Le vrai enjeu consiste à choisir entre un traitement collectif et un traitement individuel, et entre un traitement des effets différés et un traitement des effets immédiats. Nous avons opté pour un traitement individuel des effets immédiats. En effet, en l'état des choses, nous sommes dans l'incapacité de proposer une approche collective : nous ne savons tout simplement pas faire. Il existe, certes, des matrices d'exposition en fonction des emplois, par exemple pour l'exposition au benzène, pendant telle durée, dans tel type de métier, mais elles ne couvrent qu'une toute petite partie du monde du travail et, n'aboutissant qu'à des critères très généraux et collectifs, ne permettent pas une traçabilité individuelle.
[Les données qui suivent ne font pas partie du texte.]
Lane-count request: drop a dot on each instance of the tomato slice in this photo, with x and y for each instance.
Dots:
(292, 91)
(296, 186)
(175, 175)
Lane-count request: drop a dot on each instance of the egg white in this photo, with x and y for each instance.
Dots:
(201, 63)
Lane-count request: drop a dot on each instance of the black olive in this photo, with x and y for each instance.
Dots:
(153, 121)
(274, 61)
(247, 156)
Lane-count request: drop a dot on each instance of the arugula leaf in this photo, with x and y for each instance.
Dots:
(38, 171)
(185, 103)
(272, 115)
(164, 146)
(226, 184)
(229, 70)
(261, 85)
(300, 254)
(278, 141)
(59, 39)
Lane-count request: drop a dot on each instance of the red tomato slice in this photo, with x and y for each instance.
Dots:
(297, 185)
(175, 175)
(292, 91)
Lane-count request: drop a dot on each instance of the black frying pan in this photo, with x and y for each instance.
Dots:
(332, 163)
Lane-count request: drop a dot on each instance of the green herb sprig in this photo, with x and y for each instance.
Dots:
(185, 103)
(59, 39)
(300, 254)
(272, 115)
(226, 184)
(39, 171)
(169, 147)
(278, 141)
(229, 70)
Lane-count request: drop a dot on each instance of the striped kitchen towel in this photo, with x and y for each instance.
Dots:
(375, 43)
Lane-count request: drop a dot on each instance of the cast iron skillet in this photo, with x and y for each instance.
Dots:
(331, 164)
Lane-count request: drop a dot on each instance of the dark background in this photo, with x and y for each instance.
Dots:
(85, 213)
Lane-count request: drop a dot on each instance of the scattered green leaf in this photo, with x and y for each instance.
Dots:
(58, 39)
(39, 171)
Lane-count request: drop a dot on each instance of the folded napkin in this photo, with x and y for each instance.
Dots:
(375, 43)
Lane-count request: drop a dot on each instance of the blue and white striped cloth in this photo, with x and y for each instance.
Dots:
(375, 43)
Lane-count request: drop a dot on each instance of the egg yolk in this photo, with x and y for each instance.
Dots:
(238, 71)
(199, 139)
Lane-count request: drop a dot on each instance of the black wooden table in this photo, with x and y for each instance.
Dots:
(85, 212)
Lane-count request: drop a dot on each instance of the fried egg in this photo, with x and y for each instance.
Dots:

Tel est précisément le chaînon manquant. Le carnet de santé que nous proposons établira cette traçabilité individuelle de façon fine, et nous sommes prêts à ouvrir ce débat, dans un esprit de responsabilité.

Nous sommes incapables de traiter les situations du passé. Il ne suffirait pas, pour le faire, de réunir une commission départementale. Quant aux scientifiques, ils sont très hésitants. S'agissant du travail de nuit par exemple, ils avancent qu'il peut favoriser le cancer du sein chez la femme, les cancers digestifs chez l'homme, mais, d'autres fois, ne parlent que de stress ou de problèmes cardiaques. D'autre part, les salariés qui y sont soumis bénéficient souvent de repos compensateurs, mais parfois aussi d'une rémunération supplémentaire. Dans ce cas, certains pourront produire des feuilles de paie prouvant qu'ils ont perçu des primes à ce titre, mais qu'adviendra-t-il des pauvres malheureux qui n'en ont pas touché ? Faute de traçabilité, nous choisissons un dispositif permettant d'établir un lien entre travail effectué et mesure de l'usure physique.

Le groupe socialiste et certains syndicats – la CFDT notamment –, préconisent l'attribution de bonifications sous forme de trimestres supplémentaires, mais la plupart des salariés en ont accumulé le nombre requis. Une réduction de l'âge de la retraite serait donc plus pertinente.

Monsieur Perrut, les conditions de travail et le rôle de la médecine du travail sont effectivement déterminants. Un deuxième plan de santé au travail vient d'être élaboré et j'espère que nous pourrons introduire dans le texte quelques éléments relatifs aux conditions de travail.

Nous prenons en compte, dans le cadre du régime des accidents du travail et maladies professionnelles (AT-MP), les effets immédiats de la pénibilité, qui peuvent se mesurer objectivement. La discussion entre partenaires sociaux a certes porté sur les facteurs d'exposition, mais selon une approche collective. Or, il vient un moment où l'approche est forcément individuelle.